"Yeah, don't worry," Tony shot back, clipped and raw. The delicacy in her voice wasn't lost on him - it was impossible not to hear the difference between that fine and the preceding fuck you, and he wanted to cover it over as quickly as possible, to bury it under his own displeasure. What he'd expected, he didn't really know - he hadn't thought that far ahead, of course - but it wasn't that he'd make her sound that way, that he'd push her back to arm's length when they hadn't been operating that way, not really, for a while. Maybe that would have been smarter. Maybe that's what he should have been trying to do.
Well, it wouldn't be the first thing he'd engineered to perfection more or less by accident.
And it took a lot for Tony to pass up an obvious retort. Most of the sticky situations he got himself into on a day-to-day basis were the result of hurling back the first thing he thought of, particularly if it made it very clear how wide the cleverness gap was between himself and his conversation partner. But here, the easy rejoinder - don't worry, I can see how much you don't fucking care - would just have underlined his own weakness, highlighted the similarities between them that would be much better erased. It was a little late to start worrying about making intelligent choices, about being safe, but stepping back and throwing up a wall was better and easier - and so he just ripped his gaze away from her, glaring instead at the hollow, jagged remnant of that vase like he'd have liked nothing better than to turn it into porcelain fucking dust.

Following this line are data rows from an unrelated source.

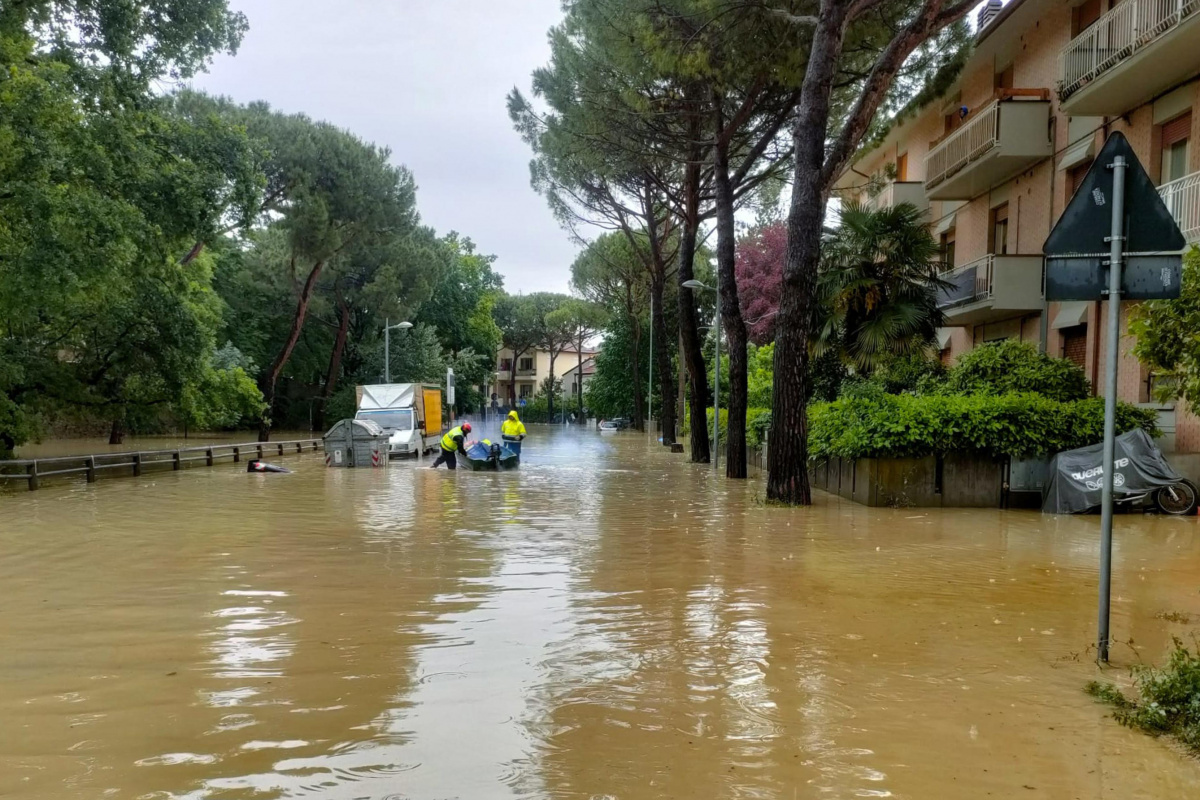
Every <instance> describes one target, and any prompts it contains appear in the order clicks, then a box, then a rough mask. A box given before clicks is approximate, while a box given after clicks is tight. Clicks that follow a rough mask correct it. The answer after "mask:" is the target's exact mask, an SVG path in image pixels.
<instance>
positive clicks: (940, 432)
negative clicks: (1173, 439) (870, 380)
mask: <svg viewBox="0 0 1200 800" xmlns="http://www.w3.org/2000/svg"><path fill="white" fill-rule="evenodd" d="M1135 427H1141V428H1144V429H1146V431H1147V432H1148V433H1151V434H1152V435H1158V428H1157V427H1156V414H1154V411H1153V410H1152V409H1141V408H1138V407H1135V405H1130V404H1129V403H1118V404H1117V433H1124V432H1126V431H1130V429H1133V428H1135ZM1103 435H1104V399H1103V398H1099V397H1092V398H1088V399H1082V401H1074V402H1061V401H1056V399H1052V398H1050V397H1045V396H1043V395H1034V393H1031V392H1025V393H1018V392H1012V393H1004V395H929V396H919V397H918V396H913V395H888V393H886V392H884V391H883V390H882V389H881V387H880V386H877V385H874V384H869V383H864V384H858V385H857V386H856V387H854V389H853V391H852V392H850V393H848V395H847V396H845V397H842V398H841V399H838V401H834V402H833V403H817V404H814V405H810V407H809V457H810V458H812V459H817V461H820V459H823V458H832V457H841V458H869V457H919V456H929V455H934V453H947V452H978V453H982V455H986V456H996V457H1000V456H1012V457H1016V458H1022V457H1028V456H1040V455H1049V453H1055V452H1058V451H1062V450H1072V449H1075V447H1082V446H1085V445H1091V444H1094V443H1097V441H1099V440H1100V439H1102V438H1103Z"/></svg>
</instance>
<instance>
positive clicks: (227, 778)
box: [0, 429, 1200, 800]
mask: <svg viewBox="0 0 1200 800" xmlns="http://www.w3.org/2000/svg"><path fill="white" fill-rule="evenodd" d="M527 453H528V455H527V457H526V458H524V463H523V464H522V469H521V470H520V471H518V473H515V474H505V475H484V474H469V473H456V474H451V473H446V471H432V470H427V469H421V464H420V463H412V462H397V463H395V464H394V467H392V468H391V469H389V470H329V469H325V468H324V464H323V462H322V459H320V458H319V457H312V456H304V457H300V458H296V459H294V461H293V462H289V464H290V465H293V467H298V468H299V469H298V471H296V473H294V474H293V475H286V476H266V477H264V476H247V475H246V474H245V473H242V471H241V470H236V469H233V468H232V467H230V468H228V469H226V468H217V469H212V470H191V471H186V473H184V474H160V475H155V476H152V477H149V479H146V480H142V481H133V480H130V481H115V480H114V481H108V482H101V483H98V485H95V486H88V487H84V486H82V485H80V486H76V485H61V486H49V487H46V488H43V489H42V491H40V492H37V493H34V494H13V495H8V497H4V498H2V499H0V503H2V504H4V505H5V509H4V511H5V512H6V516H5V523H4V525H2V529H0V585H4V587H5V593H4V597H2V600H0V604H2V610H4V612H5V616H4V619H5V624H4V625H0V678H2V680H0V720H4V721H5V724H2V726H0V794H2V795H5V796H14V798H20V799H22V800H26V799H28V800H32V799H41V798H47V799H49V798H61V796H107V795H112V796H131V798H188V799H196V800H200V799H205V800H208V799H214V800H215V799H218V798H252V796H253V798H283V796H314V798H316V796H319V798H334V799H350V798H385V796H391V798H409V799H413V800H419V799H428V800H436V799H444V798H452V796H458V798H505V796H517V798H593V796H613V798H622V800H628V799H632V800H637V799H640V798H662V796H689V798H690V796H698V798H708V796H721V798H788V796H793V798H794V796H834V798H853V796H910V798H924V796H986V795H988V793H991V794H992V795H995V796H1012V795H1028V796H1036V795H1037V794H1042V795H1043V796H1078V798H1086V799H1088V800H1099V799H1100V798H1109V796H1175V795H1178V796H1184V795H1186V792H1187V789H1189V788H1193V789H1194V786H1196V784H1198V782H1200V768H1198V766H1196V765H1195V764H1194V763H1192V762H1187V760H1183V759H1181V758H1180V757H1178V756H1176V754H1175V753H1174V752H1171V751H1169V750H1168V748H1165V747H1164V746H1163V744H1162V742H1158V741H1154V740H1151V739H1147V738H1145V736H1141V735H1138V734H1133V733H1130V732H1127V730H1124V729H1121V728H1118V727H1116V726H1114V724H1112V723H1111V721H1109V720H1105V718H1104V712H1103V709H1098V708H1097V706H1094V705H1093V704H1092V703H1091V702H1090V700H1088V699H1087V698H1086V697H1085V696H1082V693H1081V692H1080V686H1081V685H1082V682H1084V681H1086V680H1087V679H1090V678H1092V676H1093V675H1094V674H1096V672H1094V668H1093V667H1091V666H1090V664H1088V663H1087V657H1086V652H1085V650H1086V648H1087V644H1088V642H1090V640H1091V637H1092V626H1093V603H1094V591H1096V585H1094V570H1096V566H1094V565H1096V558H1097V548H1096V523H1094V519H1076V518H1054V517H1043V516H1040V515H1037V513H1025V512H995V511H988V512H979V511H943V512H928V511H920V510H871V509H864V507H860V506H854V505H850V504H846V503H842V501H839V500H836V499H833V498H828V497H824V495H822V497H821V498H820V504H818V505H817V506H816V507H814V509H808V510H786V509H775V507H767V506H764V505H762V504H761V501H760V499H758V498H760V495H761V492H762V487H761V485H760V483H755V482H750V483H746V485H738V483H730V482H726V481H724V480H722V479H715V477H714V476H713V474H712V470H709V469H707V468H703V467H692V465H689V464H686V463H684V462H683V461H680V457H679V456H672V455H671V453H667V452H665V451H664V449H662V447H660V446H658V445H654V444H652V443H650V441H649V440H648V439H641V438H638V437H637V435H635V434H629V435H625V434H622V435H616V437H604V438H600V437H599V435H598V434H595V433H594V432H586V431H578V429H540V431H539V429H534V432H533V435H532V438H530V440H529V447H528V449H527ZM274 477H277V479H280V480H272V479H274ZM1196 585H1200V537H1198V536H1196V523H1195V521H1187V519H1158V518H1151V517H1145V518H1144V517H1122V518H1120V519H1118V535H1117V546H1116V582H1115V619H1114V628H1115V630H1116V631H1117V632H1118V634H1120V636H1122V637H1124V638H1132V639H1133V645H1130V646H1126V648H1123V649H1122V650H1120V652H1118V655H1120V656H1121V657H1122V658H1124V660H1126V661H1127V662H1133V661H1136V660H1141V658H1145V660H1154V658H1157V657H1158V656H1159V655H1160V654H1162V651H1163V648H1164V646H1165V644H1166V643H1168V640H1169V639H1168V637H1169V636H1170V634H1172V633H1183V634H1186V633H1187V632H1189V631H1190V630H1193V628H1194V627H1195V626H1194V625H1186V624H1181V622H1177V621H1166V620H1164V619H1159V618H1158V614H1160V613H1163V612H1168V610H1174V612H1182V613H1192V614H1196V615H1198V618H1200V606H1198V603H1200V600H1198V597H1200V595H1196V591H1195V589H1196ZM1024 787H1034V789H1033V790H1031V789H1028V788H1024Z"/></svg>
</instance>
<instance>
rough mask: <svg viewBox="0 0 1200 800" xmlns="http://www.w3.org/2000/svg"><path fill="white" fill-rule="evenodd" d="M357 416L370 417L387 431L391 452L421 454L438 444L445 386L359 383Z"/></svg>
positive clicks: (395, 454) (388, 448)
mask: <svg viewBox="0 0 1200 800" xmlns="http://www.w3.org/2000/svg"><path fill="white" fill-rule="evenodd" d="M354 419H355V420H370V421H372V422H374V423H377V425H378V426H379V427H380V428H383V429H384V431H385V432H386V433H388V456H389V457H390V458H395V457H397V456H420V455H421V453H426V452H430V451H431V450H433V449H434V447H437V445H438V440H439V439H440V438H442V434H443V433H444V432H445V431H444V426H443V422H442V389H440V387H439V386H437V385H434V384H377V385H373V386H359V387H358V411H356V413H355V414H354Z"/></svg>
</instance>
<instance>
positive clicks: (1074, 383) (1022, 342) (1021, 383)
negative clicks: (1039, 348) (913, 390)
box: [944, 339, 1091, 402]
mask: <svg viewBox="0 0 1200 800" xmlns="http://www.w3.org/2000/svg"><path fill="white" fill-rule="evenodd" d="M1090 389H1091V386H1090V384H1088V383H1087V375H1085V374H1084V371H1082V369H1080V368H1079V367H1078V366H1075V365H1074V362H1072V361H1068V360H1067V359H1055V357H1052V356H1049V355H1045V354H1044V353H1038V350H1037V348H1034V347H1033V345H1032V344H1026V343H1025V342H1019V341H1016V339H1004V341H1003V342H994V343H990V344H984V345H982V347H977V348H974V349H973V350H971V351H970V353H966V354H964V355H962V357H960V359H959V360H958V363H955V365H954V368H953V369H950V371H949V373H948V374H947V379H946V386H944V391H946V392H948V393H954V395H1004V393H1008V392H1037V393H1039V395H1045V396H1046V397H1049V398H1051V399H1056V401H1063V402H1066V401H1078V399H1084V398H1085V397H1087V396H1088V395H1090Z"/></svg>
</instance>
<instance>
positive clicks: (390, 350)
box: [383, 319, 413, 384]
mask: <svg viewBox="0 0 1200 800" xmlns="http://www.w3.org/2000/svg"><path fill="white" fill-rule="evenodd" d="M390 321H391V320H389V319H384V320H383V383H385V384H390V383H391V331H392V329H394V327H398V329H400V330H402V331H407V330H408V329H409V327H412V326H413V324H412V323H407V321H406V323H396V324H395V325H389V324H388V323H390Z"/></svg>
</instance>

After a moment, he reached up to chafe his hand quickly, violently through the hair at the back of his head. "Don't worry. I know my way out of town."
It wasn't much of an exit that he made, starting toward her and then - presented with a field of broken champagne glass - rerouting to pick his way around the other side of the table, slowed and confined to an awkward zig-zag path by the shambles of plates and glasses and serving dishes. Despite his best efforts, a piece of something sharp and fine lodged in the arch of his foot, and that was enough - his frustration burst out of him and he kicked a salt cellar, the only intact article in sight, viciously against the wall with a loud, sharp son of a bitch before storming past the rest of the mess to the stairs. He felt very keenly that he was leaving her behind and that he didn't want to, it was that same feeling of surprise and regret that had broken over him when she'd come to see him that night not so long ago; when he'd realized that he hadn't known how integral her presence was to him until for a moment it had disappeared. He kept finding the surprising places inside him where, in one way or another, she'd become lodged - and it was starting to make him wonder how fucking smart he really was. How smart either of them were.